To Shill a Mockingbird: How the discovery of a manuscript became Harper Lee’s “new” novel,  Would you like to understand how the “new” Harper Lee novel, “Go Set a Watchman,” came to be billed as a long-lost, blockbuster sequel to “To Kill a Mockingbird” — one of the definitive books of the American 20th century — when, by all the known facts, it’s an uneven first draft of the famous novel that was never considered for publication?

Would you like to get a glimpse into how clever marketing and cryptic pronouncements have managed to produce an instant bestseller, months before anyone has read it?

Fabulous. Pull up a rocking chair, pour two fingers of bourbon — make it three — and let’s have a little chat, in the gloaming in this little town in south Alabama. Here is where Lee grew up with many of the real-life characters whose fictional counterparts would come to populate the only book she ever published.
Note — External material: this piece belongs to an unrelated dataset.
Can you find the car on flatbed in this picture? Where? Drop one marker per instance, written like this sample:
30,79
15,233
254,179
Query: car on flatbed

First, those delicate questions.

Harper Lee, 88, had a stroke in 2007. She is, by all accounts, almost completely deaf and blind. She resides in an assisted-living facility out on the Highway 21 bypass in this slow-moving town of 6,500, still not all that much different from how she immortalized it more than half-century ago.

She’s also one of the most famously private authors in modern publishing history, up there with J.D. Salinger, who also wrote one iconic work and then hid behind a veil of privacy.

The high drama around the impending publication of “Watchman,” which erupted in the literary universe since the novel was announced this month, stems from the fact that Lee had long vowed she would never publish again.

Her attorney, Tonja Carter, took over representation when Alice Lee — the novelist’s older sister, housemate, lawyer and lifelong protector — became infirm a couple of years ago. Carter says her client reversed her decades-old stance after Carter stumbled upon a copy of “Watchman” last summer. Now, according to Carter, Lee is delighted it has shot to the top of bestseller lists, five months ahead of publication.

People have questioned the story, wondering if a person in Lee’s declining health can be said to have given reflective consideration to a manuscript she wrote 58 years ago.

Carter and Andrew Nurnberg, Lee’s international rights agent, say yes.

Carter described Lee as “a very strong, independent and wise woman who should be enjoying the discovery of her long lost novel,” in remarks to the New York Times, the only media outlet to which she has spoken. “Instead, she is having to defend her own credibility and decision making.”

Nurnberg, well known and respected in the field, began representing Lee’s interests in 2013, after her longtime agent was found to have been involved in usurping her copyright. The domestic and international rights to “Mockingbird” are serious business — according to 2012 court papers, Lee earns about $3 million per year.

HarperCollins asked The Washington Post to direct its questions about “Watchman” to Nurnberg, who requested those questions be sent through e-mail: Does the newly discovered manuscript bear a date? Did Lee read the work and make comments? Back in the day, did the editors and agents involved in publishing “Mockingbird” see this and approve it for publication? What is Ms. Lee’s contract for this book? Since she never married, had no children and is the last survivor of her immediate family, were any of her more distant relatives consulted for approval?

A spokesperson for Nurnberg said he was traveling and could not answer questions. At least one of Lee’s nephews located by The Post did not return phone calls. And Carter did not respond to multiple calls, e-mails and visits to her office and rural home just outside Monroeville. When a Post reporter went to the house of her brother-in-law, who lives less than a mile away, asking for assistance in locating the home of Tonja Carter, he politely directed the reporter to the wrong house.